SEOUL (Reuters) - South Korean President Moon Jae-in said on Friday South Korea will cooperate with the United States and North Korea to help their stalled talks reach a complete settlement.
A second summit between U.S. President Donald Trump and North Korean leader Kim Jong Un collapsed on Thursday over sanctions against Pyongyang. The two sides gave conflicting accounts of what happened, raising questions about the future of their denuclearization negotiations.
“I believe this is part of a process to reach a higher level of agreement. Now our role has become even more important,” Moon said in a speech while commemorating a national holiday.
“My administration will closely communicate and cooperate with the United States and North Korea so as to help their talks reach a complete settlement by any means,” he said.

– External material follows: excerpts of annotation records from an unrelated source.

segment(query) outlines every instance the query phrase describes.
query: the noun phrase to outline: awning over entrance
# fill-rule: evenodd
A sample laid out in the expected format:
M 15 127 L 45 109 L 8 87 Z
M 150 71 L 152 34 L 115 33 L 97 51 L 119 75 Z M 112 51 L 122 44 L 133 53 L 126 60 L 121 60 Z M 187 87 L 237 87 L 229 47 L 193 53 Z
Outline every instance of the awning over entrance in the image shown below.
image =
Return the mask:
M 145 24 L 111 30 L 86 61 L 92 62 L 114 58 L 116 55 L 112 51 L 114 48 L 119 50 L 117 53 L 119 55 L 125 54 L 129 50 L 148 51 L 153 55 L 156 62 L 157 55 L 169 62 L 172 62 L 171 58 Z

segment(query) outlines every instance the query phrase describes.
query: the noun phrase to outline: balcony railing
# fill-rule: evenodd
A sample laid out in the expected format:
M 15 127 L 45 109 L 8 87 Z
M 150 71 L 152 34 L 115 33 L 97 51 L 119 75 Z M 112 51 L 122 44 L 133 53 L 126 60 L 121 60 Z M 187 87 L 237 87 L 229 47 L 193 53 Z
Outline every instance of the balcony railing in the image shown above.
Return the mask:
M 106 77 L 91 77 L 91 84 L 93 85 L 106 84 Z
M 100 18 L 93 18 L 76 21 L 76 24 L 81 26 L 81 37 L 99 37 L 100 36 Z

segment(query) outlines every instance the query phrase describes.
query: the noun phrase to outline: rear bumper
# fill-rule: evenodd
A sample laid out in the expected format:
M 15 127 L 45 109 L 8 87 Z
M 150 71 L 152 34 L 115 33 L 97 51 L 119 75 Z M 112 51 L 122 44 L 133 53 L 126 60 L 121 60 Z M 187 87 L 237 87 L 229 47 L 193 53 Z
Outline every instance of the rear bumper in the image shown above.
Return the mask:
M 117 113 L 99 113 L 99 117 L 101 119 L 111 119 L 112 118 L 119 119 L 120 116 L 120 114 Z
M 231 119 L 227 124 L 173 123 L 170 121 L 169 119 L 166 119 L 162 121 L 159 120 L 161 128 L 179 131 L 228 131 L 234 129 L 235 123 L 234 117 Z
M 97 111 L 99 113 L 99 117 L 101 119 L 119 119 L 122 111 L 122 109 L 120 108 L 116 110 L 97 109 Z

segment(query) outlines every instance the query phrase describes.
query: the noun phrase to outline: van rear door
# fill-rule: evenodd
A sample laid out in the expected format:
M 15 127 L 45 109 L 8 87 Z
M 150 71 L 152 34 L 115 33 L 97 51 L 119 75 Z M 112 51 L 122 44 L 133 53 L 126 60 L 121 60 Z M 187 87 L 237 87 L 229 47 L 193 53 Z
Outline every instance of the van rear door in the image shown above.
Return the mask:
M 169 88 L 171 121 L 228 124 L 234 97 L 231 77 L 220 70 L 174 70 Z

Moon also said South Korea would consult with the United States on ways to resume tourism in Mount Kumgang and the operation of the Kaesong industrial complex, both in North Korea.
South Korea suspended operations at the jointly run factory park in Kaesong after a long-range rocket launch by Pyongyang in 2016, cutting off an important source of revenue for the impoverished North.
North Korea’s Kim has also emphasized the need to bolster tourism as part of his drive to develop the country’s economy.
The North earned $30 million annually from Mt. Kumgang tours between 1998-2008 before they were suspended, the South’s unification ministry estimated.
Moon said South Korea’s cooperation with Japan would also be strengthened for the sake of peace on the Korean peninsula.
“When the pain of victims is substantively healed through concerted efforts, Korea and Japan will become genuine friends with heart-to-heart understanding,” Moon said, without giving specifics.
Relations between South Korea and Japan have soured since last year, when South Korea disbanded a fund meant to settle compensation for South Korean women forced to work in Japanese military brothels during World War Two.
South Korea’s top court also ordered Japanese firms to compensate South Koreans for their forced labor in the war.